よくて10年――。60歳で再発したが、65歳を迎えることができた。その年、こんどは肝臓と肺に腫瘍が見つかる。数は両手では足りないほど。いくつかの学校から、「現場に入って立て直してほしい。あなたしかいない」という誘いがあったが、冗談半分に「がんが消えたら、お受けします」と返事をした。

会津若松ザベリオ学園・学園長
守屋博子さん

68歳になって奇跡が起きる。がんが消えてしまったのだ。一番困っている学校に行く。そう決めて、会津若松ザベリオ学園(以下、ザベリオ)にやってきた。

ザベリオの入試実績を示す資料を開くと、その変化に驚かされる。守屋が学園長になる直前の年、高校の志願者は定員割れの110人。3年後の今春、1000人を超えた。

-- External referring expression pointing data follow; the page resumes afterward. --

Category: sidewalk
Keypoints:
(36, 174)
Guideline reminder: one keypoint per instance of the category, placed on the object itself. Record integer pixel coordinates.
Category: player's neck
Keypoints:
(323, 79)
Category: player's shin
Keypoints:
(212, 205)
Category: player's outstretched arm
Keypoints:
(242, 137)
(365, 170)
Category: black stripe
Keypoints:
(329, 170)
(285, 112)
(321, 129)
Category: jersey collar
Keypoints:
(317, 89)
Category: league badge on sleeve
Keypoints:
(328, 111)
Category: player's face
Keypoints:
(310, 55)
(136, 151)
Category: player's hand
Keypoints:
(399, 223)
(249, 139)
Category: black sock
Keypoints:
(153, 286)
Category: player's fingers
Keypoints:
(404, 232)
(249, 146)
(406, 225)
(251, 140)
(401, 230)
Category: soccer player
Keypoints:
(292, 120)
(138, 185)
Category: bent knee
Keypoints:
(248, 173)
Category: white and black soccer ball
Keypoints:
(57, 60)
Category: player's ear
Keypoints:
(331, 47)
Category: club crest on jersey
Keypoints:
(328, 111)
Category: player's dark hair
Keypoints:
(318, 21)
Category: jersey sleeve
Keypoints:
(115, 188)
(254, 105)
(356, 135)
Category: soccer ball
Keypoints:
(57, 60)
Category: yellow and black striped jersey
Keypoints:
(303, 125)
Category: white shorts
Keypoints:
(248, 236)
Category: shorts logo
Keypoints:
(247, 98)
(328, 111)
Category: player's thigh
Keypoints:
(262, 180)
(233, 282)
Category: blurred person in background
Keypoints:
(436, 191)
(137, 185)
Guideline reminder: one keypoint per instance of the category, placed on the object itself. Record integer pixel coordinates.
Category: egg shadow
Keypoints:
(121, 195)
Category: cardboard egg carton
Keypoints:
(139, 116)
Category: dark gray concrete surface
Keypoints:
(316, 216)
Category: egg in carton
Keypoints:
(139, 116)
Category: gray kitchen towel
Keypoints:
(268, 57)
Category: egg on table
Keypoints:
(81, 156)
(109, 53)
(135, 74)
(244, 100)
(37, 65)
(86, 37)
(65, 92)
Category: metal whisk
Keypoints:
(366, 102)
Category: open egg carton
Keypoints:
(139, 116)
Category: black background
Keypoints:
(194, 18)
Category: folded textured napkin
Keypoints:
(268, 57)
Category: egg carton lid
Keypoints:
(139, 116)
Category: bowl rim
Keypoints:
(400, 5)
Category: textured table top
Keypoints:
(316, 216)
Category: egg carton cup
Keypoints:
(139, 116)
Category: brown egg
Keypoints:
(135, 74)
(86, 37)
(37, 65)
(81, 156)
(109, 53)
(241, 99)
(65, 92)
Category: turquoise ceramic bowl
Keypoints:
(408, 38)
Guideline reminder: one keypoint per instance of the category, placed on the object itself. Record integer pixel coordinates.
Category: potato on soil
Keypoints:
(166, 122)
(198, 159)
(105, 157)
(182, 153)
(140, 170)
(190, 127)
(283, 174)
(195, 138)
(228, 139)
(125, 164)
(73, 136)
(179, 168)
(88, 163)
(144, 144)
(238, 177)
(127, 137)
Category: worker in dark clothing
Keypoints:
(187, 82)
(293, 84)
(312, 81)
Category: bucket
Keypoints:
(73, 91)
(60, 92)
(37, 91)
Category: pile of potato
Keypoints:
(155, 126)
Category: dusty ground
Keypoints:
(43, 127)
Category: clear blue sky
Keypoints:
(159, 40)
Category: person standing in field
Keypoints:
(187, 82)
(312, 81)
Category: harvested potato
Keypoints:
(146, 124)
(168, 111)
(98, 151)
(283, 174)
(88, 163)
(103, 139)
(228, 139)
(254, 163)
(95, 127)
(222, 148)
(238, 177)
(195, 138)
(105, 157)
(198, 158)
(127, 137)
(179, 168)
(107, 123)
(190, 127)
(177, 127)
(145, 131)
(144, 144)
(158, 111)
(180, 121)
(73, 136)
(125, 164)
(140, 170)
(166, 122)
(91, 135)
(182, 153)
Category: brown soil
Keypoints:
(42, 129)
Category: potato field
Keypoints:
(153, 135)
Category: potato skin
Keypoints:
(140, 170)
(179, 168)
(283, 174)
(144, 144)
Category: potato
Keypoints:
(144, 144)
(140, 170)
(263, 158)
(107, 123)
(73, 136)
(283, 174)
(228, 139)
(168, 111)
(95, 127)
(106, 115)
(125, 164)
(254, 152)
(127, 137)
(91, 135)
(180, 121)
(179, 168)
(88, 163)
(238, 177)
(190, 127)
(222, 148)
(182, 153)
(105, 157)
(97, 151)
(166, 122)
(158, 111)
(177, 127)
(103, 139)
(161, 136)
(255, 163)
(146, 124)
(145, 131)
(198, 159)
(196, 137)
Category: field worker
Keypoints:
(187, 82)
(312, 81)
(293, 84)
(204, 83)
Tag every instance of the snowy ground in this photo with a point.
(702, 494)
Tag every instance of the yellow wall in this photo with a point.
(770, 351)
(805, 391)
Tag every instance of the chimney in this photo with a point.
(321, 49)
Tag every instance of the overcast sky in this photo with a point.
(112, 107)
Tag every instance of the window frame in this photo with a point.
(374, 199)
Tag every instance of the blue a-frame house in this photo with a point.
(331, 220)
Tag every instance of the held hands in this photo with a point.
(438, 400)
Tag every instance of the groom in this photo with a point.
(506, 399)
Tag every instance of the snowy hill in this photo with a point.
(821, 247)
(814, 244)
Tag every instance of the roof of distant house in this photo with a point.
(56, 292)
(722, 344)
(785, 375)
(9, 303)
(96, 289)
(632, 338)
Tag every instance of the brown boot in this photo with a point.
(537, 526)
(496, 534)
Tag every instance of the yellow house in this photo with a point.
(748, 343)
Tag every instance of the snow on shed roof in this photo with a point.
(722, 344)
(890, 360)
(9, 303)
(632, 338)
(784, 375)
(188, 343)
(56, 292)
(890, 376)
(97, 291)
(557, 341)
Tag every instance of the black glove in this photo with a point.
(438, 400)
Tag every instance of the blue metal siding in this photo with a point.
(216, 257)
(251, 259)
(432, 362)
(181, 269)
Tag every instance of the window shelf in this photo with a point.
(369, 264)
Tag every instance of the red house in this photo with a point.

のっけから、幸運な出会いがあった。県下トップ校で校長まで務めた関博之が右腕になってくれた。守屋が言うには、関は飛び切り仕事ができる教育者。数字で会話ができるから、ストレスがない。行動も早い。守屋が大きな作戦を立て、校長の関が現場を指揮する。

これまでの経験から、やるべきことはわかっていた。いつも答えは単純だ。顧客に求められる学校になる、お得感のある学校になる、それだけだ。

関と手分けして、会津にあるすべての小学校、中学校を訪ねた。「どうすればうちの学校に来てくれるのか、うちの学校には何が足りないのか、教えてください」と頭を下げて回った。

要は、何も情報発信ができていなかったのだ。名前は知られていても、どんな学校なのか、卒業生の進路はどうなのか、どんな授業をしているのか、どんな先生がいるのか、中身が見えない。今では、生徒の学力まで公開している。